UniCredit Uncovers Data Leak Of 3M Records

UniCredit has revealed a data breach that leaked information belonging to three million customers from Italy, Reuters reported on Monday (Oct. 28).

The Italian bank indicated that a 2015 file containing customers’ names, addresses, emails and phone numbers was compromised.

The data leak did not include any financial information or the credentials required to access client accounts.

In the past three years, UniCredit has spent €2.4 billion ($2.7 billion) on cybersecurity enhancements.

When the breach was discovered last Thursday (Oct. 24), UniCredit reported it to authorities, a company spokesman told Reuters. The spokesman added that there is an ongoing internal investigation and that “no details could be disclosed on how the breach happened.”

The new data breach was reportedly not connected in any way to the cyberattacks in 2016 and 2017 that affected 400,000 Italian customers. Those attacks were caused by a third-party provider accessing Italian customer data without consent or authorization.

The Italian police are also investigating whether there were any crimes committed in connection with last week’s data breach.

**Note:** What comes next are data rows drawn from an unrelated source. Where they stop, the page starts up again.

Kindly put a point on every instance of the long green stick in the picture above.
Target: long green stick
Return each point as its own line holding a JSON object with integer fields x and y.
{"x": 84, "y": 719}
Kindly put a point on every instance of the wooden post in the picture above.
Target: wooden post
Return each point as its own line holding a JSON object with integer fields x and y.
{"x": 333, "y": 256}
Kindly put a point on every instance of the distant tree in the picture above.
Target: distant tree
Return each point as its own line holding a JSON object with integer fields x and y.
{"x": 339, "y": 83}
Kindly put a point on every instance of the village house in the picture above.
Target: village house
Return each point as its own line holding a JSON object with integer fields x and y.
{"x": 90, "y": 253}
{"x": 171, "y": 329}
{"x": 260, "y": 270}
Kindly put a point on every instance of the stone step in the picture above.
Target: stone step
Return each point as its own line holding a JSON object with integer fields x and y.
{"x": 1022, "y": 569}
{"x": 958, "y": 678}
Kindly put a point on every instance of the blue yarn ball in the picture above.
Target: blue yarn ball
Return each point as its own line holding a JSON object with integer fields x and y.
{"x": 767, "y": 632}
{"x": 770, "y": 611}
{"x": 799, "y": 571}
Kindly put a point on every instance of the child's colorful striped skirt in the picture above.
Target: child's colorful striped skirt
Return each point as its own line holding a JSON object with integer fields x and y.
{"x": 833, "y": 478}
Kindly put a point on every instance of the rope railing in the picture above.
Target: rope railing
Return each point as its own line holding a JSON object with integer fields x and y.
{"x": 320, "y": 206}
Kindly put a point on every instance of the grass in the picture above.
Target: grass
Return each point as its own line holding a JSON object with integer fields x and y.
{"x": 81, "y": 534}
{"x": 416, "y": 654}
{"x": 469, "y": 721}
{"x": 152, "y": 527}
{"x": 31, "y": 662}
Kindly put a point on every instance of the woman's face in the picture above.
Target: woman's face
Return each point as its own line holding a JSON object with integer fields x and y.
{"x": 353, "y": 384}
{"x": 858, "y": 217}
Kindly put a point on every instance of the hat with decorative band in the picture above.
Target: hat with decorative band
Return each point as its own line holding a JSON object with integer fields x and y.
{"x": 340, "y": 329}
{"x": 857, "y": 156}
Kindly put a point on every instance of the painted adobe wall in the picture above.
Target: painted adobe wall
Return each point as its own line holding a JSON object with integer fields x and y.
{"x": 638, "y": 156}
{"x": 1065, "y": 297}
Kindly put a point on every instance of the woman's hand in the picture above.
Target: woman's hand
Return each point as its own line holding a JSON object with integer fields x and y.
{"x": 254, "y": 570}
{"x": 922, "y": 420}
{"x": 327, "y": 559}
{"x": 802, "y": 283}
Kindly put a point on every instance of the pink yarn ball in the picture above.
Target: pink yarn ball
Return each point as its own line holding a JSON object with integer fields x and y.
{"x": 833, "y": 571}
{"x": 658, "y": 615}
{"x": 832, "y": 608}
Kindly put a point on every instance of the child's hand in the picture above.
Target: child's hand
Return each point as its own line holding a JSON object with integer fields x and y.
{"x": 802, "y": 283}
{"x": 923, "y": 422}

Cyberthreats are increasingly playing out on a global stage. Director Samuel S. Visner of the National Cybersecurity Federally Funded Research and Development Center (FFRDC) said last month that cybersecurity threats to institutions and enterprises exist at several levels. As he noted, there is the possibility that an attack on a country’s financial system, especially in the U.S., would be a component of efforts to take down the power grid, the key infrastructure and the banking system. In the battle for cybersecurity, Visner said that adversaries are not “bulletproof super villains. They make mistakes. Their technology is not necessarily superior to the technology that anyone can get.”